2024 AIChE Annual Meeting
(250d) Advancing Polymerization Process Control: A Dnn-Accelerated Kmc for Multimodal Molecular Weight Distribution
In the example of copolymerization processes, the end-product quality is determined by several factors, including the molecular weight distribution (MWD) and their monomeric configurations. In this regard, the kinetic Monte Carlo (kMC) algorithm has been widely used owing to its accurate and precise representation of the system from reactor to molecular scales. For example, the kMC model can capture both the full MWDs, including multi-modal distributions, and the monomeric configuration of existing polymer chains. Delicate control over these properties is essential for managing feedstock variability, but this becomes impractical without a high-fidelity model. However, embedding the standard kMC into the model-based control frameworks is still challenging due to limited computational efficiency in iterative calculations [3].
To address this issue, we identified the computationally demanding task within the kMC algorithm. While the algorithm requires the rates of each reaction in every time step to execute the events, evaluating the reaction rates takes a significant part of the computation time. Hence, we substituted this step with the deep neural network (DNN), trained to predict the reaction rates based on the current system configuration. This approach, which avoids scanning every polymer chain in the system, achieves a comparable improvement in computational efficiency to that reported in existing studies [5]. The simulation time was reduced to around 1% of the standard kMC simulation without sacrificing the simulation accuracy.

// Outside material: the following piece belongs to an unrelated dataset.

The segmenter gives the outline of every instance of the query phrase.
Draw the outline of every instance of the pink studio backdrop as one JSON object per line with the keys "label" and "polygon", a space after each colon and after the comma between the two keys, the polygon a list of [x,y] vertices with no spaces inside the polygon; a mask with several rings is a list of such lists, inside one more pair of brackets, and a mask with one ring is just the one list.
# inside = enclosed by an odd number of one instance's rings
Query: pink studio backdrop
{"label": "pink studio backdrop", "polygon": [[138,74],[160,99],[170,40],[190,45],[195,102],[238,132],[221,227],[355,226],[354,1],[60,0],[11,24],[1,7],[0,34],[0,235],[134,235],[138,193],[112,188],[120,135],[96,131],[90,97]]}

Consequently, we seamlessly incorporated the DNN-accelerated kMC scheme into the MPC framework. Notably, this novel control framework not only exhibited excellent performance but also retained the intricacy of the reacting system. To see its feasibility, we employed this framework in the lignocellulosic fractionation reactor and biopolymer production process. We achieved the delicate control of properties such as their full MWD and monomeric compositions, which provides richer information beyond the collective characteristics like the average values.
Literature cited:
[1] Morari M., & Lee J.H., (1999). Model predictive control: past, present and future. Comput. Chem. Eng., 23, 667-682.
[2] Kim J., Pahari S., Ryu J., Zhang M., Yang Q., Yoo C.G., & Kwon J.S.-I., (2024). Advancing biomass fractionation with real-time prediction of lignin content and MWd: A kMC-based multiscale model for optimized lignin extraction. Chem. Eng. J., 479, 147226.
[3] Lou Y., Hu G., & Christofides P.D., (2008). Model predictive control of nonlinear stochastic partial differential equations with application to a sputtering process. AIChE J., 54, 2065-2081.
[4] Bradford E., Reble M., & Imsland L., (2019). Output feedback stochastic nonlinear model predictive control of a polymerization batch process. 18th European Control Conference, Naples, Italy, pp. 3144-3151.
[5] Fang Y., & Gao H., (2023). Scaling acceleration algorithm for hybrid kinetic Monte Carlo simulation of linear radical polymerization. Macromolecules, 56, 8484-8496.